Despite declining confidence in government responsiveness compared to 2021, the majority of public servants (67 percent) feel that their organisation excels at learning and rapid response. Leaders are more confident than any other group, at 76 percent. And, when it comes to adapting policies and services based on learning, 63 percent of public servants and 71 percent of leaders agree this is true of their organisation. Importantly, this includes learning from both successes and failures, demonstrating a willingness to improve.
While the majority of public servants agree that their organisation excels at being responsive to change, the past year has seen a dip in confidence, highlighting room for improvement. Public servants are less confident about the future preparedness of their organisation or the direction in which it is headed. Only a third of respondents feel there are few barriers to quickly developing policy ideas into implementation plans.
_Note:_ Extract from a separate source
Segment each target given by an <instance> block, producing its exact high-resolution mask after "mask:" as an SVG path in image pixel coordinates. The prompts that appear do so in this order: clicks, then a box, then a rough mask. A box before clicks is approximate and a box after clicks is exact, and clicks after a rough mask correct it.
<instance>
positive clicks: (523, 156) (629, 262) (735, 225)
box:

Respondents also identify resourcing as a clear barrier, with less than half of officials (45 percent) saying they can quickly allocate budget and resources to priority initiatives.
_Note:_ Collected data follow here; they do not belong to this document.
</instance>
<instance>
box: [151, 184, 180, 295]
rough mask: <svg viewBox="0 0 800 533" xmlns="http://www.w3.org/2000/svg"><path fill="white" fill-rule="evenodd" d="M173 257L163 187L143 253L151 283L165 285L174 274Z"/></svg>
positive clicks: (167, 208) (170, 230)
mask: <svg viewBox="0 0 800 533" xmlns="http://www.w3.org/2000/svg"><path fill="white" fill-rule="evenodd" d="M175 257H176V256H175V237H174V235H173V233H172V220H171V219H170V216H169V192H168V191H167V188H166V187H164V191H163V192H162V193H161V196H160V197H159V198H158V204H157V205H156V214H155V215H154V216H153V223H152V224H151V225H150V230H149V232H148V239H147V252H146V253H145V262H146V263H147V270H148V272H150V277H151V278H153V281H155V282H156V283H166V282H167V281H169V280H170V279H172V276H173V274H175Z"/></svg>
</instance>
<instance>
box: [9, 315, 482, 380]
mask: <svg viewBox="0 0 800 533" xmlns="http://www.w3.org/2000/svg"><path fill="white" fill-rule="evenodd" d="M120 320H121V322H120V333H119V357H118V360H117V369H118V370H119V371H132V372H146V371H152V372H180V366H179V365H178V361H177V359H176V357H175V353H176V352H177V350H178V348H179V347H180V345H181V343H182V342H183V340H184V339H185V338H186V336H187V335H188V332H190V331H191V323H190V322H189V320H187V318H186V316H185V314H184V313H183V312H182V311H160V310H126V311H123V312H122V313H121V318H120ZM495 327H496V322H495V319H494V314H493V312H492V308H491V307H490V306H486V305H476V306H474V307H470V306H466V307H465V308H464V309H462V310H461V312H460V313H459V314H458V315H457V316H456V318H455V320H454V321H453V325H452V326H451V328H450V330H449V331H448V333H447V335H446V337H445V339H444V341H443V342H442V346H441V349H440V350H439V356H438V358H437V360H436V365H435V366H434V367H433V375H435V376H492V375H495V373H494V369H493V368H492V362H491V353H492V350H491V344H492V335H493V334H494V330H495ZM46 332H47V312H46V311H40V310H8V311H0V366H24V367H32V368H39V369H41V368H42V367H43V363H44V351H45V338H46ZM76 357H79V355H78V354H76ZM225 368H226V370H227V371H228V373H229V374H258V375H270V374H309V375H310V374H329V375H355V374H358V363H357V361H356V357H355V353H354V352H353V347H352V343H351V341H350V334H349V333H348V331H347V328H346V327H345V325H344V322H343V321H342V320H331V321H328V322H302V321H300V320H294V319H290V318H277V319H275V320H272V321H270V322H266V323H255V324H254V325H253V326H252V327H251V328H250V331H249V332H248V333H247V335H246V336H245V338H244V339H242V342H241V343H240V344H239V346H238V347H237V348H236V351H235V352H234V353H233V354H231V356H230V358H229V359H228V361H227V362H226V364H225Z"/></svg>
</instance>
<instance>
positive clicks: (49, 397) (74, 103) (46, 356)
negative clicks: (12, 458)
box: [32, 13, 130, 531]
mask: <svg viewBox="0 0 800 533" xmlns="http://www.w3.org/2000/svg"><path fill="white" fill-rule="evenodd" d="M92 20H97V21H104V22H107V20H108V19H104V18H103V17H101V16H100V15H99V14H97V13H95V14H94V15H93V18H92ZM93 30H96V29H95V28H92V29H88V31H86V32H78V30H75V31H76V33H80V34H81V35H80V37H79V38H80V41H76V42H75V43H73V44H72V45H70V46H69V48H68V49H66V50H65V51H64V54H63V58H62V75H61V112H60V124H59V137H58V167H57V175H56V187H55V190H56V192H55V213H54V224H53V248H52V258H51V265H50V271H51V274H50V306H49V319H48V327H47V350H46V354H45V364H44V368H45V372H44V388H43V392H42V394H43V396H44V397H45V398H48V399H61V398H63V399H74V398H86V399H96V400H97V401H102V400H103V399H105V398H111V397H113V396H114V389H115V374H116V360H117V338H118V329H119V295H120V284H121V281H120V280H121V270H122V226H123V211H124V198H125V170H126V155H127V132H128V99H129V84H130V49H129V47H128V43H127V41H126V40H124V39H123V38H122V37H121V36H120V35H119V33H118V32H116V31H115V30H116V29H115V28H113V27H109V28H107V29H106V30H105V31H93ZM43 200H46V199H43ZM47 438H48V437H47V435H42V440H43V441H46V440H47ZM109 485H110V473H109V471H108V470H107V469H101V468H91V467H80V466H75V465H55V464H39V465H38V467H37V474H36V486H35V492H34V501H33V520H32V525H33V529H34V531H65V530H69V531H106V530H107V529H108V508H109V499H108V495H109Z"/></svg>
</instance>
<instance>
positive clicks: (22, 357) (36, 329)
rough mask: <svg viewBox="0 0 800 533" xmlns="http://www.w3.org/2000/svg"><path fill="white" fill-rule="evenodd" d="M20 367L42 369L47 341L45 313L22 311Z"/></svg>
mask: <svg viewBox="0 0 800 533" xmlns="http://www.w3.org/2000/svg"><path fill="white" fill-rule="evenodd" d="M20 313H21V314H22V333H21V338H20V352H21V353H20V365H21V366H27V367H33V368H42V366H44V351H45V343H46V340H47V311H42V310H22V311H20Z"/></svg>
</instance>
When asked what single action they believe the centre of government should undertake to improve their organisation’s ability to become more responsive to change, most respondents name addressing funding and resourcing roadblocks. The route to responsiveness lies in overcoming these obstacles.
“Budget constraints will be significant in the coming years,” says Kim Lindskov Knudsen, Denmark-based public sector partner at PA. “Financial reform in the public sector will result in more focus on prioritisation and redistribution of budgets rather than new funding.”
Unnecessary bureaucracy plays a part too, with 58 percent of all respondents agreeing that their organisation is stifled by red tape. The response is even more stark in the UK, where 64 percent are concerned about unnecessary bureaucracy. This perception is similar in the US at 62 percent. In the free text section of the survey, one senior public service manager in the Canadian government adds that while there had been a “great response to [the] pandemic,” government was “still not focusing on the right areas.”
More officials in Denmark and Norway agree than disagree that there is little unnecessary bureaucracy, aligning with wider confidence in their organisations’ overall responsiveness. When it comes to agreeing that their organisation excels at learning and responding rapidly to change, Sweden and Denmark come out on top at 84 percent and 81 percent respectively.
In Denmark, the high percentage can be attributed, in part, to the government’s well-coordinated response to COVID-19 and a new majority government with an ambitious reform agenda.
Michael Wernick, the Jarislowsky chair of public sector management at the University of Ottawa and former cabinet secretary in the Canadian government, warns that the year-on-year decline
in confidence scores was a ‘dashboard warning light’ for government.
“There seems to be a very clear pattern of slowing of momentum and confidence. It could be a cumulative impact of the wear and tear of pressure on public servants both pre- and post- pandemic.”
However, a free text comment from a public servant in the Netherlands highlights that “the measures to save the economy from COVID-19 have proven how quickly we can respond when clear choices are made and responsibility is taken.”
Next steps for responsive governments
To ensure future readiness, governments need to rethink responsiveness by embedding greater flexibility and forward-thinking.
Rather than reacting to issues as they arise, governments can apply past learning to develop proactive strategies, aided by organisational scenario planning to prepare for events in advance.